PIERRE, S.D. (AP) — For the homestretch of a suddenly competitive four-way Senate race here — one that could tip control of the Senate — former Sen. Larry Pressler is bringing in the best surrogate he can imagine: a 78-year-old retired FBI agent.
Democrats have dropped about $1 million into the South Dakota Senate race, as have Republicans, and outside groups on all sides have plumped for big buys of their own. But Pressler, a Republican-turned-independent, has little money to advertise, even in a race he can plausibly win.
So, Pressler, 72, will spend key days on the trail reliving the moment he refused a bribe. With him will be retired agent John Good, who led the FBI sting in the Abscam bribery scandal in the late '70s, which led to 19 convictions, including six House members and one senator.
"He's doing this, in part, because I'm under a barrage," Pressler said in an interview with The Associated Press.
A month ago Pressler was an afterthought: a past-his-prime former senator who decided to give it one last quixotic go. Instead, Democrats and Republicans agree, he has disrupted an otherwise uncompetitive Senate race that Republicans are counting on in their push for a Senate majority. Pressler is a key player in a fluid race with former Gov. Mike Rounds, the Republican nominee; businessman Rick Weiland, the Democratic nominee; and Gordon Howie, a tea party inspired independent candidate.
There's been scant reliable polling, but the significant investments by Republicans, Democrats and several major outside groups show the race has warmed up. Most attribute that to Pressler.
In a sign of his rise, Pressler is facing attacks for the first time. Rounds has attacked Pressler's conservative credentials; Weiland has questioned whether he is liberal enough.
"I can't really buy the television time to explain that I'm a friend of both Obama and Romney, but I make my decisions of who to vote for on issues," Pressler said.
Instead, he's continued an off-beat campaign that includes poetry readings and testimonials from obscure figures like Good. His campaign message is part wistful, part wishful. He wants more comity in Washington and tells stories about his time in Congress in the 1980s and 1990s, like the one where the Democratic Speaker of the House, Tip O'Neill, approached him to go on his radio show.
"I'm running a little different kind of campaign," he said.
In campaign finance reports filed Wednesday, Pressler reported having $169,000 on hand compared to Rounds' $667,000. Weiland reported raising about $400,000 in the first half of October, but didn't say how much he still had. Howe's totals weren't immediately available.
Pressler has no campaign mailers, no yard signs. There's one full-time staffer plus his wife and a small cadre of volunteers. He gives out his own cell phone number and often replies himself to campaign emails.
Somehow, this approach has worked. The key question: Can he keep it up?
Both parties are closely tracking Pressler's trajectory. Republicans need to net six seats to retake the Senate. South Dakota is viewed as a must-have. The GOP views Pressler warily, and with good reason: He won't say which party he would caucus with. He has said he voted for President Barack Obama, but also hosted a fundraiser for 2012 GOP nominee Mitt Romney.

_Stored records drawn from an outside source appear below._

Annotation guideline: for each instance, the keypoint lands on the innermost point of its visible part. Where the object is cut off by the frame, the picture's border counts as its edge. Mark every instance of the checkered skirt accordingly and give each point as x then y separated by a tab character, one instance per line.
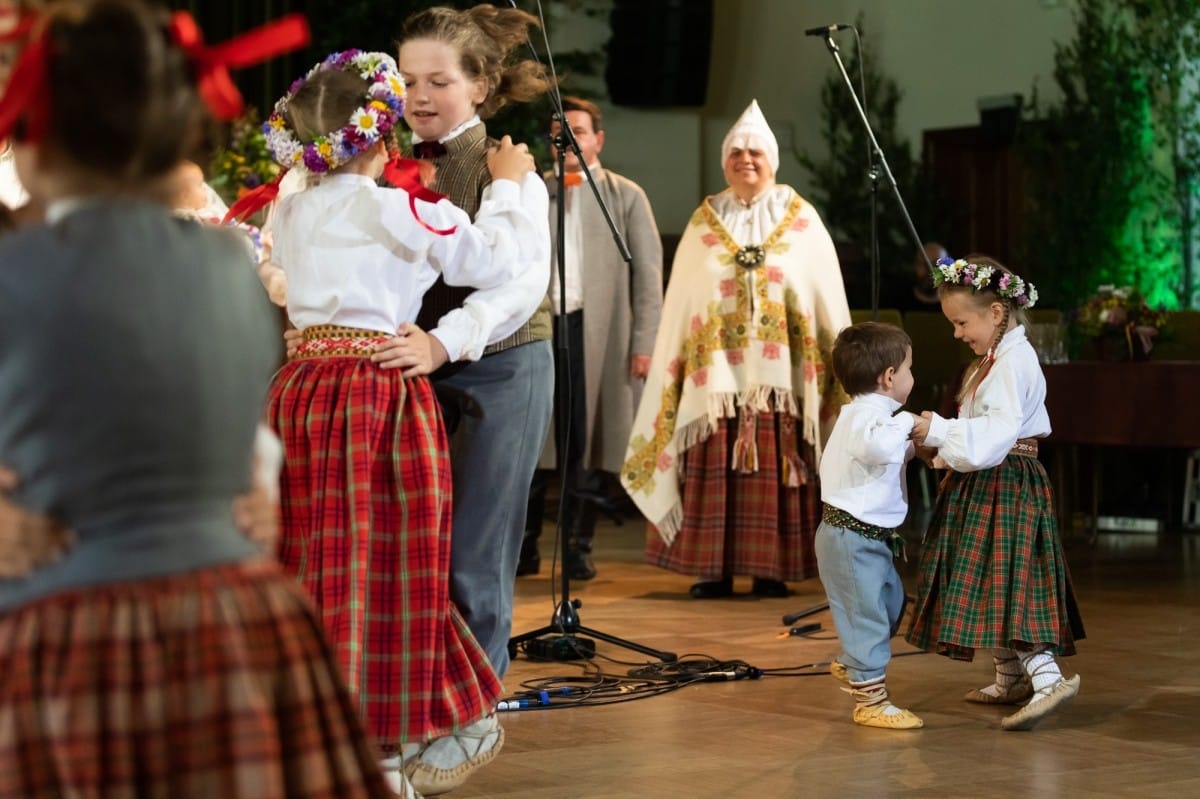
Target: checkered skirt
213	683
993	574
742	523
366	503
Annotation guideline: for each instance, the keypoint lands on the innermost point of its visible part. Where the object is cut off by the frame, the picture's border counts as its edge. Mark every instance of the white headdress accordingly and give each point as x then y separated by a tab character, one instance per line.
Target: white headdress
751	132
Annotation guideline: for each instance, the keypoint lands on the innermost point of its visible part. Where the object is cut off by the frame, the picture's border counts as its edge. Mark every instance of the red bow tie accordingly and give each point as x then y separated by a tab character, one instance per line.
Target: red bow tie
429	150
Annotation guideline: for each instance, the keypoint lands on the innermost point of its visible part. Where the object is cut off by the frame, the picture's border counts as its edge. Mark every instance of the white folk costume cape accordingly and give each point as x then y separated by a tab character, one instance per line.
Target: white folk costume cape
745	326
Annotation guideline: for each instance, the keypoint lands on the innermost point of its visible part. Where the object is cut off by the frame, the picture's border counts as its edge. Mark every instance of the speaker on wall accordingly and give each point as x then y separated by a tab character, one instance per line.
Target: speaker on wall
658	55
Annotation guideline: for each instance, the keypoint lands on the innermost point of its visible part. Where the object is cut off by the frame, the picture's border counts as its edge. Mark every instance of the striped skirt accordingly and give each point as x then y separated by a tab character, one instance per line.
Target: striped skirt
742	523
365	526
993	574
214	683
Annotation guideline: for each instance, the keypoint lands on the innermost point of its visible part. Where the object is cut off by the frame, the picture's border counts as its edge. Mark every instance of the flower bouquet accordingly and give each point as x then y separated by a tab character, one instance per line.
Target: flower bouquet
1120	323
245	163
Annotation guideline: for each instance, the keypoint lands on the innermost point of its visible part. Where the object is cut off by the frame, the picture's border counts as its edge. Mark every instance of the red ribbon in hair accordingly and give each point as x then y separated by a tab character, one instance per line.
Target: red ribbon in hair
27	86
406	173
213	64
255	200
24	24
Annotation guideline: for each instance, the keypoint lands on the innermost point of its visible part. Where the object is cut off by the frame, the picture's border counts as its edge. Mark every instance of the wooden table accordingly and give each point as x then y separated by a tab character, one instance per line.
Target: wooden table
1138	404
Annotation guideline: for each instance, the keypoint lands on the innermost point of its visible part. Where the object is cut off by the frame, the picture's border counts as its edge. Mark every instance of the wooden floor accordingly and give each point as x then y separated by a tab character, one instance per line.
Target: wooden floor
1134	730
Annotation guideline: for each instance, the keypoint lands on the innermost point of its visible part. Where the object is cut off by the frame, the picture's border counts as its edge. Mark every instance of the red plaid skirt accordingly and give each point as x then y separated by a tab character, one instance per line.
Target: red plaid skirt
993	574
365	499
742	523
214	683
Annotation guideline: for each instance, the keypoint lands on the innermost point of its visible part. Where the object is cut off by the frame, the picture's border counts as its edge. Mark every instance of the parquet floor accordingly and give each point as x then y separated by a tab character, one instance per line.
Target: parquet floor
1134	730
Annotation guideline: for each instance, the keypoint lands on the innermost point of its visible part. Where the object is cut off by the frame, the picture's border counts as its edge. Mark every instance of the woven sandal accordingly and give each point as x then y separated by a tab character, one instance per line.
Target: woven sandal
839	672
1014	694
874	716
394	775
1060	696
432	781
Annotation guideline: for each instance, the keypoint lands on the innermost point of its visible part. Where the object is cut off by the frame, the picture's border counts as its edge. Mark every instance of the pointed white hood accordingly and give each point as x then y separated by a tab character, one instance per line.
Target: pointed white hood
751	132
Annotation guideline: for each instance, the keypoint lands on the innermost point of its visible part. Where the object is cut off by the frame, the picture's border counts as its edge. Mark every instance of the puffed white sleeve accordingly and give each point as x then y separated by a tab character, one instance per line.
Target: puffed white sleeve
983	439
493	313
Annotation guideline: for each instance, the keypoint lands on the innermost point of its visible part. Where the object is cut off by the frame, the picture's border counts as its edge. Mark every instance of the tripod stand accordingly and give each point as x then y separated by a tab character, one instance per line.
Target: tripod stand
565	622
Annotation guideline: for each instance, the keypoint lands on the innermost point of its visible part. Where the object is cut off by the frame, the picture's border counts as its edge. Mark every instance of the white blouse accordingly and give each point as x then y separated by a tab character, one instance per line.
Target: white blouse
750	223
355	256
862	466
1008	403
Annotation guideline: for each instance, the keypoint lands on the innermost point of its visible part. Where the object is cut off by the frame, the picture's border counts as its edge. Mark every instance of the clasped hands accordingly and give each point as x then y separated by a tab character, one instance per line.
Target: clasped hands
919	431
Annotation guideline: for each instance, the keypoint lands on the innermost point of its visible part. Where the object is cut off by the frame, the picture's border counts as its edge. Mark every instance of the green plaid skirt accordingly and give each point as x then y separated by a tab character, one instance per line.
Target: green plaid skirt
993	574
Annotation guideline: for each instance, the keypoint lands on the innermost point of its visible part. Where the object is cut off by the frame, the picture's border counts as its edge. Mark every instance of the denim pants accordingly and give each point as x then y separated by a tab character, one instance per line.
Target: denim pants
865	598
497	412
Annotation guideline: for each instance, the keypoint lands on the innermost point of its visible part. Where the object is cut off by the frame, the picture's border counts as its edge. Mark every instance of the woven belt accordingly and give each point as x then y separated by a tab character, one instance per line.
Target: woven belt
889	535
335	341
1026	446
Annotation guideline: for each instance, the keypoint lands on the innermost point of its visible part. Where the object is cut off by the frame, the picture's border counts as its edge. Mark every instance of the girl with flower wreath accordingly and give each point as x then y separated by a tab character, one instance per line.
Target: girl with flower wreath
993	572
366	485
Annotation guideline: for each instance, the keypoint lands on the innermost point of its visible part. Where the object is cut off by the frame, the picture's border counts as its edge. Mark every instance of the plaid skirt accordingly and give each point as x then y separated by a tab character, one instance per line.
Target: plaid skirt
742	523
365	524
993	574
213	683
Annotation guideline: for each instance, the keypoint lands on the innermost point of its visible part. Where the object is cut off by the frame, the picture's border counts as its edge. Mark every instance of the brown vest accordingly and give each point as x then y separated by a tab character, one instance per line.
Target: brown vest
462	175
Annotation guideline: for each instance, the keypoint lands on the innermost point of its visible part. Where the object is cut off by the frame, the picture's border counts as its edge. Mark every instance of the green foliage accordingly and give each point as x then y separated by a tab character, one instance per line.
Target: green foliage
1110	164
841	181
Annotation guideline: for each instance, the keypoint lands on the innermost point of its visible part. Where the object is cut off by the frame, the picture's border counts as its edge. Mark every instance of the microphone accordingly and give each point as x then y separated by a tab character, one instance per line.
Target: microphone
825	30
736	673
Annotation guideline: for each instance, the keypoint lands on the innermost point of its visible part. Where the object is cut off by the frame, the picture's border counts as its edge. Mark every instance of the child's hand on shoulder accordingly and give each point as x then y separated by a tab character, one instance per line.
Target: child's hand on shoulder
411	349
509	161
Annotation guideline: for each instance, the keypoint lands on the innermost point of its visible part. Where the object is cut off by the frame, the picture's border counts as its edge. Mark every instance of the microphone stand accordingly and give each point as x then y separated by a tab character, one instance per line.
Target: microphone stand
565	619
876	161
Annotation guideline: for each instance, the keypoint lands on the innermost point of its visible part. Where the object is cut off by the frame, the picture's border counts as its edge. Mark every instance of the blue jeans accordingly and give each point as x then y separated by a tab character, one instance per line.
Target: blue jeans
497	413
865	598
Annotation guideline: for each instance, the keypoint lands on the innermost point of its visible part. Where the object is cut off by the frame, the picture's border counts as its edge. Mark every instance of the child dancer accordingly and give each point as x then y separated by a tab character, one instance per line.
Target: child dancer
457	68
993	574
864	500
366	485
151	652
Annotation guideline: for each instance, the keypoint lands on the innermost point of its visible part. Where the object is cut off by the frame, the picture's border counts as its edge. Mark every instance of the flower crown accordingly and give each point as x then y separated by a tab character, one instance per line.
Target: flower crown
369	122
983	276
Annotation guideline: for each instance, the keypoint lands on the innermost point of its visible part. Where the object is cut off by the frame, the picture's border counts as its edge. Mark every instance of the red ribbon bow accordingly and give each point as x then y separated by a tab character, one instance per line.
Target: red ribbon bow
255	199
27	85
25	95
406	173
213	64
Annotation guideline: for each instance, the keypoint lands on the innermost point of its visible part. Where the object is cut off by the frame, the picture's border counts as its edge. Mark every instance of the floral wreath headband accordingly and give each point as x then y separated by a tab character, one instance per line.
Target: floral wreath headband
983	277
369	122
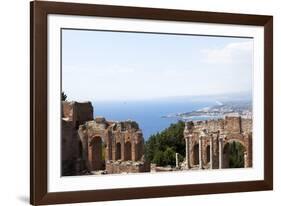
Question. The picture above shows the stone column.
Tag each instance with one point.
(187, 152)
(245, 160)
(220, 152)
(177, 160)
(200, 152)
(211, 152)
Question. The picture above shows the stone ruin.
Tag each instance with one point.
(207, 142)
(94, 145)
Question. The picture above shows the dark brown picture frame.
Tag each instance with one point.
(38, 102)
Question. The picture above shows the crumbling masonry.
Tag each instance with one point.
(207, 142)
(95, 144)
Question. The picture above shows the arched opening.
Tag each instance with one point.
(233, 155)
(208, 153)
(118, 151)
(80, 149)
(96, 157)
(196, 154)
(138, 151)
(128, 151)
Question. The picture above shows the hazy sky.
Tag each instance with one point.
(124, 66)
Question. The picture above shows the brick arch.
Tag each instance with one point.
(118, 151)
(225, 150)
(95, 153)
(195, 154)
(128, 151)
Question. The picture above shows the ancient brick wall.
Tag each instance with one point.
(204, 138)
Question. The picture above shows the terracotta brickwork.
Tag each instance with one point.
(207, 142)
(94, 144)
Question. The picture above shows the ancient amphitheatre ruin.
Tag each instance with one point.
(94, 145)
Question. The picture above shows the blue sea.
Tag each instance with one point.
(148, 114)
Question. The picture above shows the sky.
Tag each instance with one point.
(106, 66)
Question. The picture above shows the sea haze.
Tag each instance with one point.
(148, 114)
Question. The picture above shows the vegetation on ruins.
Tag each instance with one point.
(161, 148)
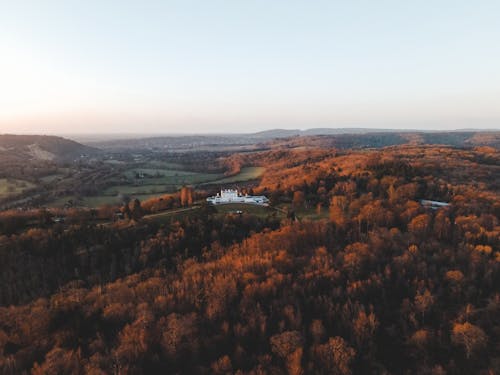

Democrats seem happy to sow chaos. Some seem content to take their chances on who the independent will caucus with.
Pressler's rise has coincided with Rounds' struggles. The former governor has been dogged by questions about a state-administered federal program that gave wealthy foreigners visas in exchange for big investments in rural South Dakota. That's allowed Pressler to pluck some typically GOP voters like Amy Schochenmaier.
The 34-year-old Pierre resident sees herself as a Republican but supports Pressler because she believes he will conduct himself as a "statesman" and "like a senator."
Rounds has responded with a withering ad aimed at wavering Republicans, highlighting issues where Pressler and Weiland share similar views.
Pressler has faced other questions: Press reports have focused on his post Senate-work, which included serving as a board member at Sky Capital, whose CEO was sentenced to 12 years for defrauding investors. His residency has come under question. Pressler lists the District of Columbia as his primary residence for tax reasons, but has always registered to vote from the same family farm in Humboldt, South Dakota, and rents an apartment in Sioux Falls.
Some voters, like Joey Latunski, of Clark, said they would prefer someone whose motives are more certain. The 63-year-old said he'll vote for Mike Rounds because he wants a sure vote for a Republican Senate leader. Marilyn Teske, of Fort Pierre, said she'll vote for Rick Weiland for virtually the same reason — a clear vote for Democrats.
"I would not have a lot of trust in what (Pressler) might do when he gets to the Senate," she said.